IT WAS A CLEAR Labor Day morning when Steve Fossett told his pal Barron Hilton-whose million-acre Flying M Ranch, near Hawthorne, Nevada, he was visiting-that he was going for a spin. He took off at just before 9 a.m. in Hilton's Bellanca Super Decathlon, an athletic high-wing designed more for aerobatics than any long-distance flying. The plan was to be back for lunch. A soybean tycoon from Chicago, Fossett could take care of himself; the man was the first to pilot both a hot-air balloon and a jet around the world; he'd swum the English Channel, mushed the Iditarod, and finished the Ironman Triathlon. But when he didn't come back by nightfall, Hilton and Fossett's wife, Peggy, launched what would become the largest and most expensive search-and-rescue operation in American history, one that would ultimately eat up $1.6 million in public and $1.2 million in private funds.
For more than a month, the search dragged on. They went big: Civil Air Patrollers blanketed the desert and subalpine sky. Walker Lake, the only big blue spot anywhere near the ranch, was seined with high-tech electronics. Expensive high-resolution photographs were fed into computers looking for anomalies. Meanwhile, amateur geeks from Switzerland and New Zealand looked for Fossett's plane on their coffee breaks, via Google Earth. But on February 15, 2008, after the ATVs and the satellites and the dogs and the geeks turned up nothing, the 63-year-old adventurer was declared dead.
The mystery, however, was in full swing. Conspiracy theories were fermenting: Fossett had faked his disappearance; his financial ship was taking a nosedive. Fossett was only very recently "checked out" on that particular aircraft, not an easy one to fly. There's debate over whether or not the plane was topped off with fuel. The Flying M staff pilot was the only one who saw him take off, then-maybe-a cowboy saw him south of the runway. But where was he going? And why didn't the emergency transmitter go off?
Into this cloud bounded Simon Donato in a pair of Merrell trail runners. His plan: to use hyperfit dudes on the ground, where technology turned up nil. A stratigrapher by day, making his living mapping layers in the earth for oil exploration, Donato is also a veteran adventure racer, his résumé stuffed with sufferfests from Eco Challenge Fiji to Raid the North Extreme, Newfoundland. His idea, dubbed Adventure Science, is that with their superior fitness and endurance, adventure racers are ideally suited to canvass vast and rough country that turns back 4x4s and ATVs-and in a tenth of the time it takes classic foot searchers. "I had an epiphany several years ago while conducting my geology Ph.D. field work in Oman," Donato says. "I realized that doing things 'the easy way'-i.e., driving instead of walking-sometimes meant that crucial details were overlooked.

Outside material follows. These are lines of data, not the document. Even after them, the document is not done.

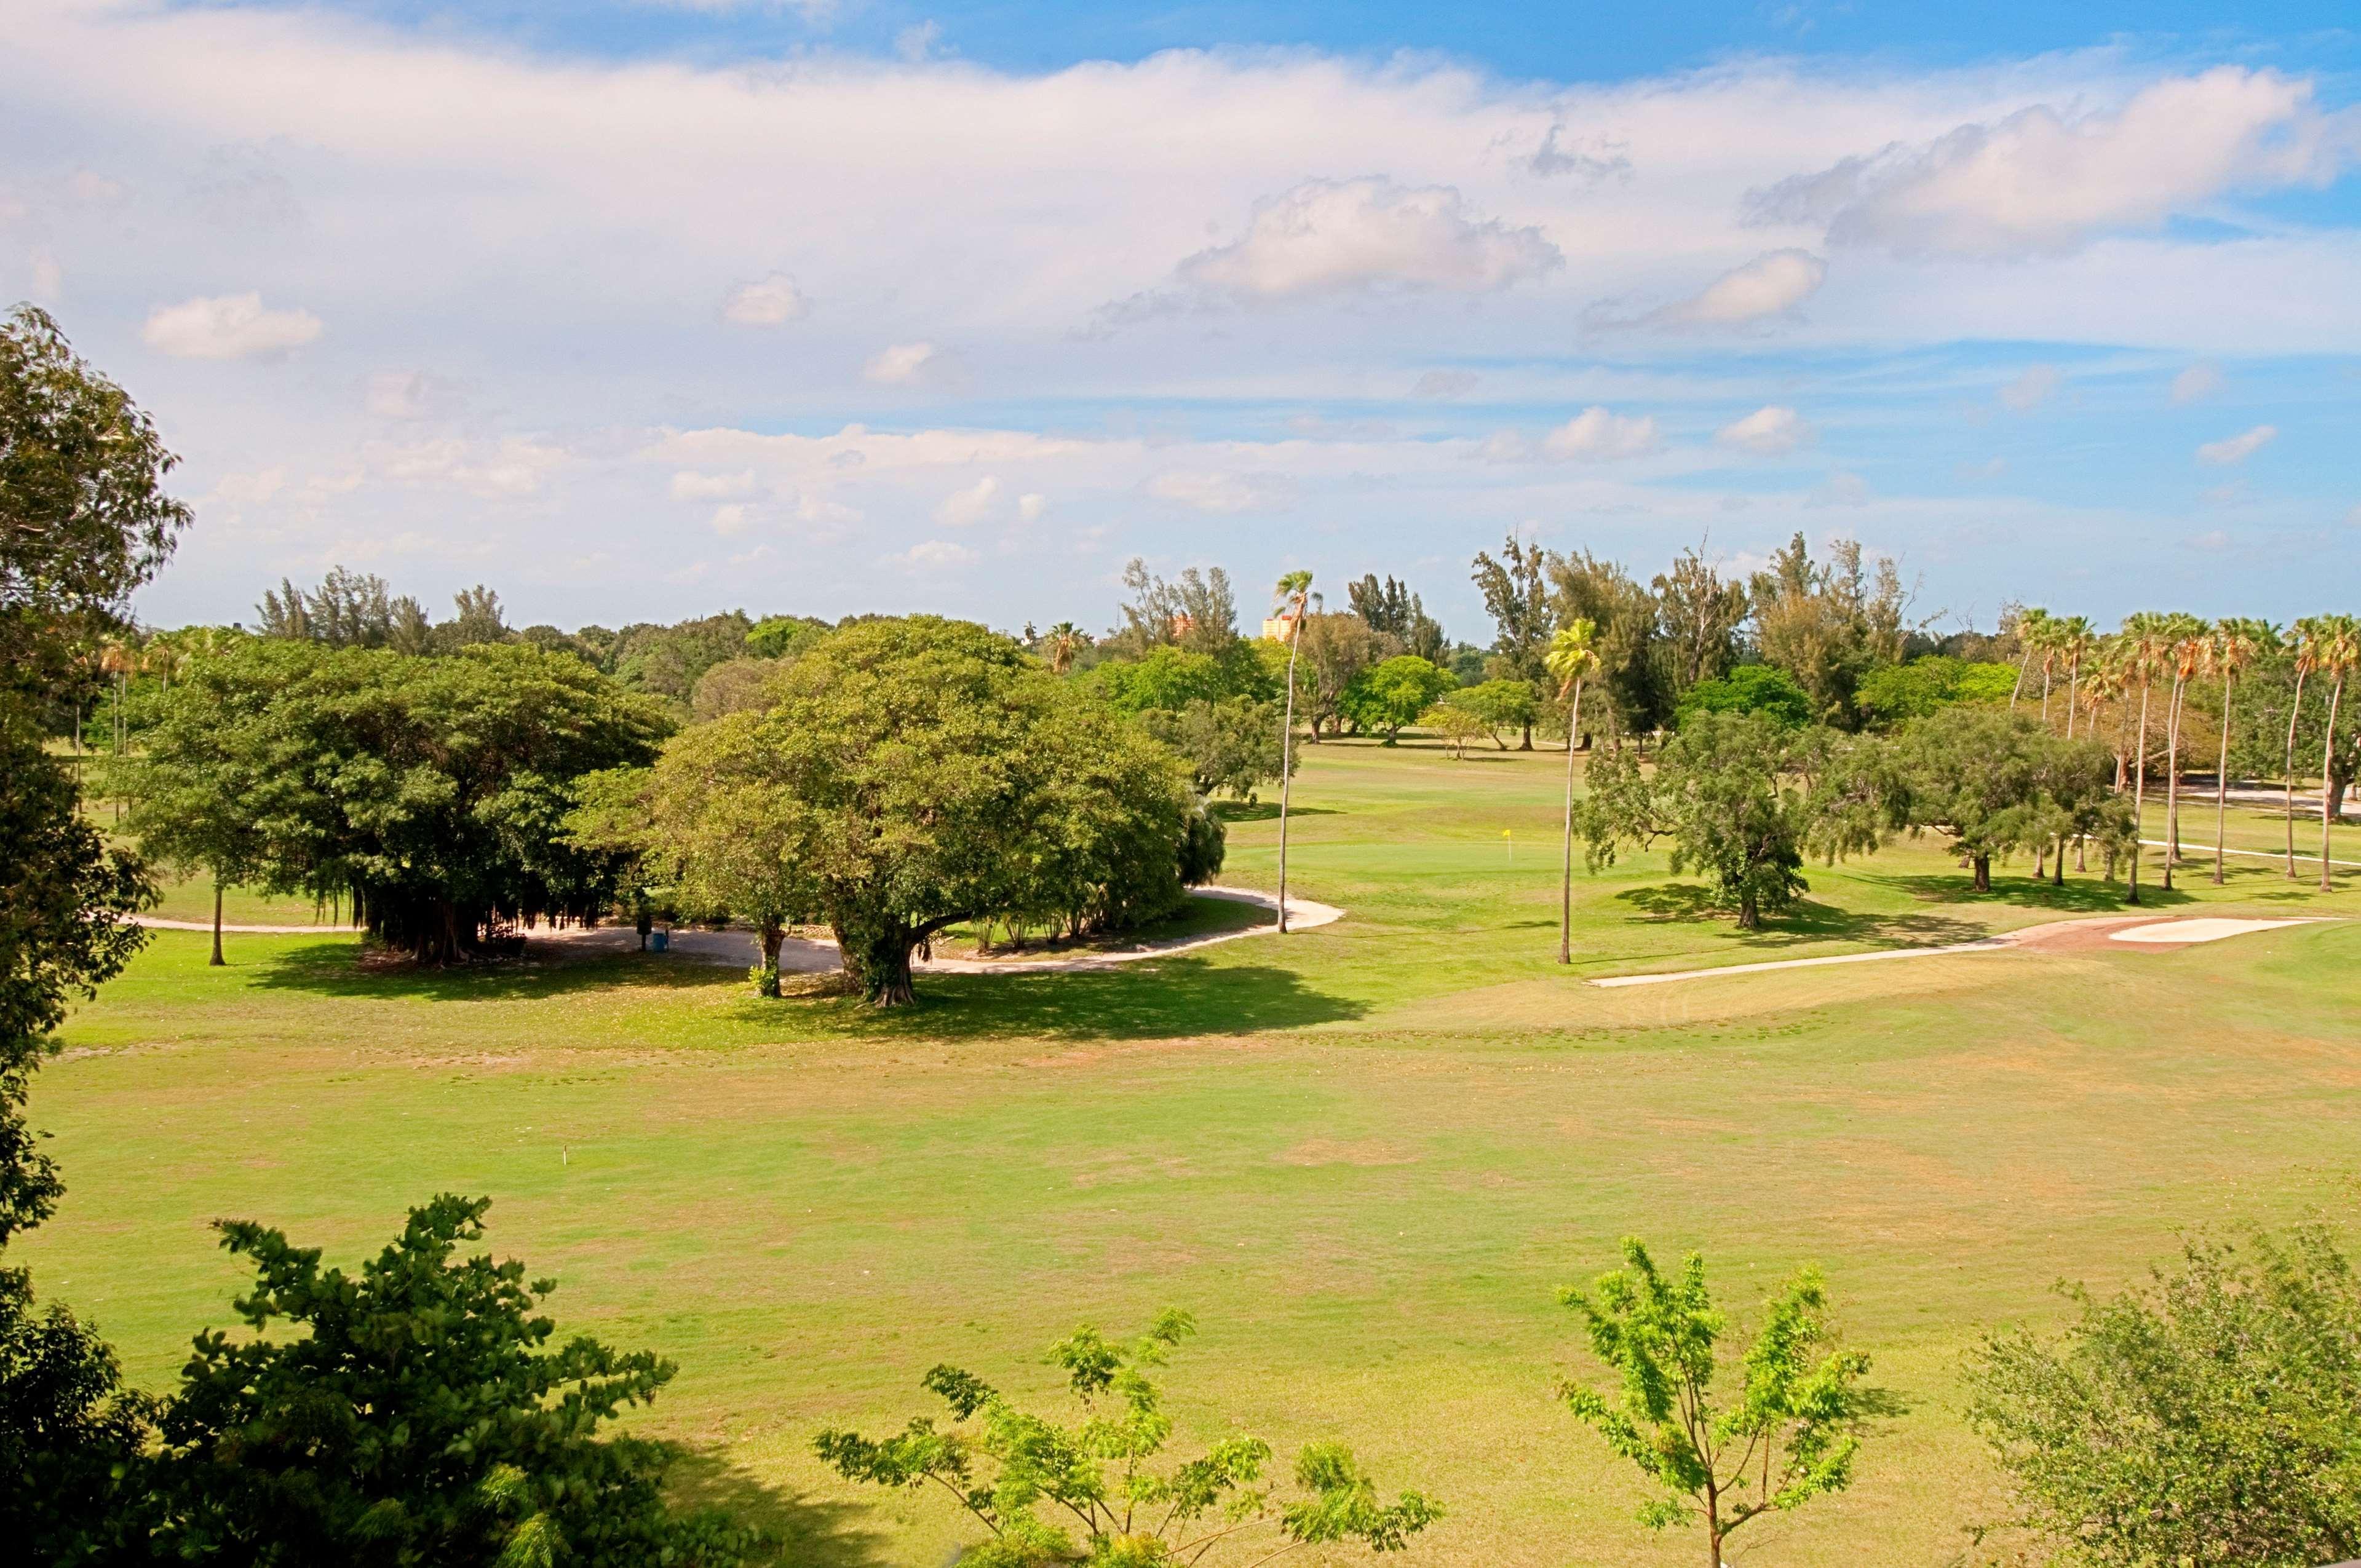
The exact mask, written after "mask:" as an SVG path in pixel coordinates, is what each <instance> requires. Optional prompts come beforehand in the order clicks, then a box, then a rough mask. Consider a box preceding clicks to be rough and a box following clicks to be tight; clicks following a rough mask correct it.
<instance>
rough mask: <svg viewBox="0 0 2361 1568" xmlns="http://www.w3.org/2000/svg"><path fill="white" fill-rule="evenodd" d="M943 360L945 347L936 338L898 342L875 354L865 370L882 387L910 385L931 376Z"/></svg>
mask: <svg viewBox="0 0 2361 1568" xmlns="http://www.w3.org/2000/svg"><path fill="white" fill-rule="evenodd" d="M940 364H942V349H937V347H935V345H933V342H895V345H892V347H885V349H881V352H878V354H876V359H871V361H869V366H866V368H864V371H862V375H864V378H866V380H874V383H876V385H881V387H909V385H916V383H923V380H928V375H933V371H935V368H940Z"/></svg>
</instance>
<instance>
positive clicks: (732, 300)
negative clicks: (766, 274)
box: [722, 272, 812, 326]
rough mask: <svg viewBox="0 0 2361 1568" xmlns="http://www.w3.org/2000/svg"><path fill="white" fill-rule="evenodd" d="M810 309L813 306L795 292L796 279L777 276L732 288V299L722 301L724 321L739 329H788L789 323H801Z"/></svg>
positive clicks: (802, 290)
mask: <svg viewBox="0 0 2361 1568" xmlns="http://www.w3.org/2000/svg"><path fill="white" fill-rule="evenodd" d="M810 309H812V302H810V300H805V298H803V290H800V288H796V279H791V276H786V274H784V272H774V274H770V276H767V279H756V281H753V283H739V286H737V288H732V290H730V298H727V300H722V321H732V324H737V326H786V324H789V321H800V319H803V316H805V314H807V312H810Z"/></svg>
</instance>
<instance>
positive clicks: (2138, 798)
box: [2118, 609, 2172, 904]
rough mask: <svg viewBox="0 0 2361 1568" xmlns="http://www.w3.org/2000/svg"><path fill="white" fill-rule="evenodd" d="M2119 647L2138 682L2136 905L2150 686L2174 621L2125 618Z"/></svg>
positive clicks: (2171, 867)
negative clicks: (2139, 848) (2138, 703)
mask: <svg viewBox="0 0 2361 1568" xmlns="http://www.w3.org/2000/svg"><path fill="white" fill-rule="evenodd" d="M2118 645H2120V649H2123V666H2125V678H2127V680H2137V682H2139V741H2137V744H2134V746H2132V890H2130V893H2127V895H2125V897H2127V900H2130V902H2134V904H2137V902H2139V836H2141V834H2144V831H2146V817H2144V815H2141V812H2146V808H2149V685H2151V682H2153V680H2156V671H2158V668H2160V666H2163V661H2165V649H2167V647H2170V645H2172V621H2170V619H2167V616H2160V614H2156V612H2153V609H2141V612H2139V614H2132V616H2123V631H2120V633H2118ZM2170 869H2172V862H2170V860H2167V862H2165V874H2167V876H2170Z"/></svg>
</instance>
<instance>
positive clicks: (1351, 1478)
mask: <svg viewBox="0 0 2361 1568" xmlns="http://www.w3.org/2000/svg"><path fill="white" fill-rule="evenodd" d="M1195 1332H1197V1325H1195V1320H1192V1318H1190V1315H1188V1313H1181V1311H1166V1313H1162V1315H1157V1320H1155V1322H1152V1325H1150V1327H1147V1332H1145V1334H1140V1337H1138V1339H1131V1341H1114V1339H1105V1337H1103V1334H1100V1332H1098V1329H1093V1327H1079V1329H1074V1332H1072V1334H1070V1337H1067V1339H1060V1341H1058V1344H1053V1346H1051V1351H1048V1360H1051V1363H1053V1365H1058V1367H1062V1370H1065V1374H1067V1389H1070V1391H1072V1396H1074V1400H1077V1403H1079V1405H1081V1419H1079V1422H1072V1424H1060V1422H1055V1419H1051V1417H1044V1415H1036V1412H1032V1410H1025V1407H1020V1405H1018V1403H1015V1400H1011V1398H1008V1396H1006V1393H1001V1391H996V1389H994V1386H992V1384H987V1381H982V1379H980V1377H975V1374H973V1372H963V1370H959V1367H949V1365H940V1367H935V1370H933V1372H928V1374H926V1379H923V1386H926V1391H928V1393H935V1396H937V1398H942V1403H944V1405H949V1412H951V1426H949V1429H937V1426H935V1419H933V1417H914V1419H911V1422H909V1426H904V1429H902V1431H900V1433H895V1436H890V1438H864V1436H859V1433H855V1431H843V1429H829V1431H824V1433H819V1438H817V1440H815V1450H817V1452H819V1457H822V1459H824V1462H826V1464H829V1466H831V1469H836V1471H838V1474H841V1476H845V1478H848V1481H866V1483H876V1485H888V1488H923V1485H928V1483H935V1485H942V1488H947V1490H949V1492H951V1495H954V1497H959V1502H961V1507H966V1509H968V1514H973V1516H975V1518H977V1521H980V1523H982V1525H985V1528H987V1530H989V1533H992V1535H989V1540H987V1542H982V1544H977V1547H973V1549H968V1551H963V1554H961V1559H959V1561H961V1563H966V1566H968V1568H1051V1566H1053V1563H1088V1566H1091V1568H1162V1566H1173V1568H1181V1566H1195V1563H1199V1561H1230V1559H1225V1556H1218V1554H1221V1551H1223V1549H1242V1551H1244V1554H1247V1559H1244V1561H1249V1563H1258V1561H1265V1559H1268V1556H1275V1551H1273V1547H1270V1540H1268V1533H1270V1530H1275V1533H1277V1535H1280V1537H1282V1540H1287V1542H1294V1544H1315V1542H1360V1544H1367V1547H1369V1549H1372V1551H1400V1549H1402V1547H1407V1544H1410V1537H1412V1535H1417V1533H1421V1530H1424V1528H1426V1525H1431V1523H1433V1521H1435V1518H1440V1516H1443V1509H1438V1507H1435V1502H1433V1500H1428V1497H1421V1495H1419V1492H1402V1495H1400V1497H1398V1500H1395V1502H1391V1504H1388V1502H1381V1500H1379V1495H1376V1485H1374V1483H1372V1481H1369V1478H1367V1476H1365V1474H1362V1469H1360V1466H1358V1464H1355V1462H1353V1455H1350V1450H1346V1448H1343V1445H1341V1443H1310V1445H1306V1448H1303V1452H1301V1455H1299V1457H1296V1464H1294V1483H1296V1492H1299V1497H1296V1500H1294V1502H1280V1500H1275V1497H1273V1488H1270V1485H1268V1483H1265V1471H1268V1466H1270V1459H1273V1452H1270V1443H1265V1440H1261V1438H1251V1436H1225V1438H1221V1440H1216V1443H1214V1445H1209V1448H1206V1450H1204V1452H1202V1455H1199V1457H1195V1459H1183V1462H1178V1464H1166V1466H1159V1464H1157V1459H1159V1457H1162V1455H1164V1450H1166V1445H1169V1443H1171V1436H1173V1419H1171V1415H1166V1412H1164V1391H1162V1389H1159V1386H1157V1384H1155V1381H1152V1379H1150V1377H1147V1372H1150V1370H1155V1367H1162V1365H1166V1360H1169V1355H1171V1351H1173V1348H1176V1346H1178V1344H1181V1341H1183V1339H1185V1337H1190V1334H1195ZM1249 1525H1265V1533H1261V1535H1244V1530H1247V1528H1249ZM1280 1549H1282V1551H1284V1547H1280Z"/></svg>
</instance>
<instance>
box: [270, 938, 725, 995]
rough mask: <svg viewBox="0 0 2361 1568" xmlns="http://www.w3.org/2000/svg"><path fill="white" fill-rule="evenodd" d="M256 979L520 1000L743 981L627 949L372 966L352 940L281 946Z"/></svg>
mask: <svg viewBox="0 0 2361 1568" xmlns="http://www.w3.org/2000/svg"><path fill="white" fill-rule="evenodd" d="M253 971H255V973H253V985H255V987H260V989H274V992H314V994H321V997H373V999H380V997H413V999H423V1001H517V999H538V997H569V994H578V992H600V989H607V987H611V985H619V982H626V980H628V982H630V985H637V987H668V989H675V987H678V989H701V987H706V985H732V982H741V980H744V973H746V971H741V968H734V966H730V963H704V961H699V959H685V956H682V959H663V956H656V954H640V952H621V954H600V956H588V954H586V956H557V959H522V961H517V959H503V961H493V963H456V966H451V968H432V966H411V963H392V966H366V963H359V961H357V959H354V947H352V945H349V942H307V945H300V947H281V949H279V952H272V954H267V956H264V959H260V961H255V963H253Z"/></svg>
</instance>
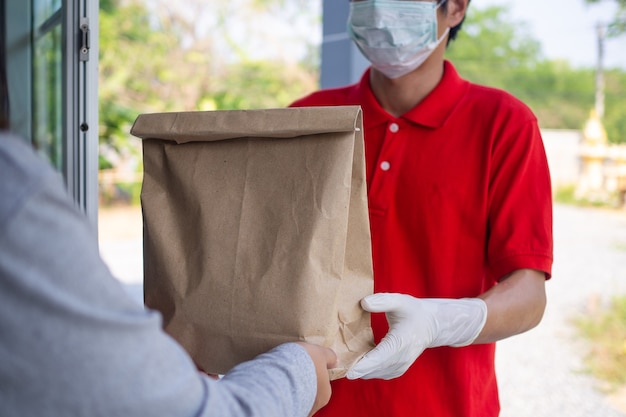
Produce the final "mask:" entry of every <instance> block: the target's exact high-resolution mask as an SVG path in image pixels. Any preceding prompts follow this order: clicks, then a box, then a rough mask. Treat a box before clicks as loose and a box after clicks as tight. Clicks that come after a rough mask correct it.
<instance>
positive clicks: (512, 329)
mask: <svg viewBox="0 0 626 417" xmlns="http://www.w3.org/2000/svg"><path fill="white" fill-rule="evenodd" d="M480 298H482V299H483V300H484V301H485V303H486V304H487V311H488V314H487V322H486V323H485V327H483V330H482V331H481V332H480V334H479V335H478V337H477V338H476V340H475V341H474V343H490V342H495V341H498V340H501V339H505V338H507V337H510V336H513V335H516V334H519V333H523V332H525V331H527V330H530V329H532V328H533V327H535V326H537V324H539V322H540V321H541V318H542V317H543V312H544V310H545V307H546V291H545V275H544V273H543V272H540V271H535V270H532V269H520V270H517V271H515V272H513V273H511V274H510V275H509V276H507V277H505V278H503V279H502V280H501V281H500V283H499V284H498V285H496V286H495V287H493V288H491V289H490V290H489V291H487V292H485V293H484V294H482V295H481V296H480Z"/></svg>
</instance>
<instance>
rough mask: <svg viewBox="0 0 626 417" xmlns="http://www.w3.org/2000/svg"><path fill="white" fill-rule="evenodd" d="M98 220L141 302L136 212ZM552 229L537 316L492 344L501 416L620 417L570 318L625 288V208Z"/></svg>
mask: <svg viewBox="0 0 626 417" xmlns="http://www.w3.org/2000/svg"><path fill="white" fill-rule="evenodd" d="M99 219H100V222H99V225H100V248H101V253H102V256H103V258H104V259H105V261H106V262H107V263H108V264H109V267H110V268H111V270H112V272H113V274H114V275H116V276H117V277H118V278H119V279H120V280H121V281H122V282H124V283H125V284H126V287H127V288H128V290H129V292H130V293H131V295H132V296H133V297H135V298H136V299H137V300H138V301H139V302H141V300H142V295H141V292H142V290H141V288H142V287H141V282H142V277H143V273H142V243H141V211H140V210H139V209H136V208H135V209H128V208H121V209H107V210H101V213H100V216H99ZM554 233H555V242H554V243H555V263H554V270H553V278H552V279H551V280H550V281H549V282H548V284H547V291H548V306H547V309H546V313H545V316H544V319H543V321H542V322H541V324H540V325H539V326H538V327H537V328H535V329H533V330H532V331H530V332H528V333H525V334H522V335H519V336H516V337H513V338H510V339H507V340H503V341H501V342H499V343H498V348H497V358H496V366H497V370H498V378H499V383H500V395H501V402H502V413H501V417H555V416H557V417H561V416H567V417H626V391H625V392H622V394H621V395H619V394H613V395H604V394H602V392H601V391H600V390H599V389H598V387H599V386H600V383H599V381H597V380H594V379H593V378H592V377H590V376H589V375H588V374H586V373H584V365H583V362H582V358H583V357H584V355H585V353H586V347H585V345H584V342H583V341H581V340H579V339H578V340H577V339H576V338H575V337H574V329H573V328H572V326H571V324H570V322H571V320H572V318H574V317H576V316H577V315H580V314H585V313H587V312H588V311H589V310H590V309H593V308H598V306H599V305H602V304H604V303H606V302H607V301H608V300H609V299H610V297H611V296H612V295H614V294H626V212H623V211H622V212H615V211H607V210H599V209H583V208H577V207H570V206H560V205H557V206H555V208H554ZM620 409H621V410H622V411H620Z"/></svg>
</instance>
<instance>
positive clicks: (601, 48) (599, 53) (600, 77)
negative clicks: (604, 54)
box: [595, 23, 606, 120]
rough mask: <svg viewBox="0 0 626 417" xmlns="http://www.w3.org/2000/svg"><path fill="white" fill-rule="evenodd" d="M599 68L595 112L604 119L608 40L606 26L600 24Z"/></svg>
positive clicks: (596, 92)
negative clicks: (595, 111) (605, 63)
mask: <svg viewBox="0 0 626 417" xmlns="http://www.w3.org/2000/svg"><path fill="white" fill-rule="evenodd" d="M597 36H598V66H597V68H596V105H595V110H596V114H597V115H598V118H599V119H600V120H602V119H603V118H604V40H605V38H606V25H605V24H603V23H598V25H597Z"/></svg>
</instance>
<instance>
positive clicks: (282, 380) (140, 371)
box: [0, 134, 316, 417]
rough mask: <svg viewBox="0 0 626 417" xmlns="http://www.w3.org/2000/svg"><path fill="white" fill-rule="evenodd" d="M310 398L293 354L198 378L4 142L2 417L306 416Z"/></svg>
mask: <svg viewBox="0 0 626 417" xmlns="http://www.w3.org/2000/svg"><path fill="white" fill-rule="evenodd" d="M315 390H316V376H315V369H314V367H313V363H312V361H311V359H310V357H309V356H308V355H307V354H306V352H305V351H304V349H302V348H301V347H300V346H298V345H295V344H287V345H282V346H280V347H278V348H276V349H274V350H273V351H271V352H269V353H267V354H265V355H261V356H259V357H258V358H257V359H255V360H253V361H250V362H247V363H245V364H241V365H239V366H238V367H236V368H235V369H233V370H232V371H231V372H230V373H229V374H228V375H226V376H225V377H224V378H222V379H221V380H220V381H215V380H212V379H210V378H208V377H206V376H204V375H201V374H200V373H199V372H198V371H197V370H196V368H195V366H194V364H193V363H192V361H191V359H190V358H189V356H188V355H187V354H186V352H185V351H184V350H183V349H182V348H181V347H180V346H179V345H178V344H177V343H176V342H175V341H174V340H173V339H171V338H170V337H169V336H167V335H166V334H165V333H164V332H163V331H162V329H161V317H160V315H159V314H158V313H156V312H154V311H149V310H146V309H144V308H143V306H141V305H138V304H137V303H136V302H135V301H134V300H132V299H131V298H130V297H129V296H128V295H127V293H126V292H125V290H124V288H123V287H122V286H121V284H120V283H119V282H118V281H117V280H115V279H114V278H113V277H112V276H111V274H110V272H109V270H108V268H107V267H106V265H105V264H104V263H103V262H102V260H101V258H100V256H99V253H98V247H97V243H96V237H95V235H94V233H93V232H92V231H91V229H90V226H89V224H88V223H87V221H86V219H85V218H84V217H83V216H82V214H81V213H80V212H79V211H78V210H77V209H76V208H75V207H74V205H73V203H72V201H71V200H70V199H69V197H68V196H67V194H66V192H65V189H64V187H63V185H62V182H61V180H60V178H59V175H58V174H57V173H56V172H55V171H54V170H53V169H52V168H50V167H49V166H48V164H46V163H44V162H43V161H42V160H41V159H40V158H39V157H38V156H37V155H36V154H35V153H34V152H33V151H32V150H31V149H29V147H28V146H27V145H25V144H23V143H21V142H20V141H19V140H17V139H15V138H14V137H10V136H9V135H6V134H0V415H2V416H3V417H12V416H19V417H26V416H63V417H68V416H90V417H95V416H108V417H110V416H124V417H133V416H141V417H144V416H172V417H177V416H220V417H226V416H290V417H291V416H306V415H307V414H308V412H309V411H310V409H311V407H312V405H313V401H314V398H315Z"/></svg>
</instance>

Obviously, the high-tech method to find Fossett has failed, so it only makes sense to put the fastest and fittest people I could find on the ground to search the most difficult areas."
The Fossett search is a test run. Donato has plans to use Adventure Science to look (at high speed) for dinosaur bones in Alberta next summer and to search (at peak fitness)for lost Inca cities in Peru. He explains this all on adventurescience.ca, which looks not unlike a movie trailer-"The adventure begins July 14..."-and reads like a thriller:"They will pack lightly, move quickly, and suffer extremes. They will explore the unexplored."
Donato, however, wasn't alone in thinking that it might take an adventurer to find an adventurer. Robert Hyman, a Washington, D.C., alpinist and Explorers Club fellow (Hyman and Donato are both members, as was Fossett) was planning a search trip for August-a self-funded undertaking with ATVs that would also test "search-planning visibility software"for NASA. Hyman, a 49-year-old private investor, told me he believed that the wreckage was in "the vertical zone," maybe hidden under a cliff or slammed into a rock cleft, and that he'd recruited several elite climbers, Wyoming-based Exum Guides Michael Ruth, Wes Bunch, and Calvin Hebert. Unlike Team Adventure Science, Hyman had the blessing of Fossett's family.
The expeditions, however, were cooperating, and both had the seriousness of purpose, Hyman emphasized, of locating a presumed dead colleague. That's not to say there wasn't a little polite trash talk. "I checked out Donato's Web site. It sure seems like he's using the Fossett name to promote himself," Hyman emailed me. "But I hope they find the crash site."
So did I. I have to admit, though, I arrived in the desert a skeptic. If millions of dollars and an arsenal of Space Age technology couldn't find a multimillionaire in an airplane, how were a bunch of Canadian marathoners with Band-Aids on their Lycra-chafed nipples going to pull it off?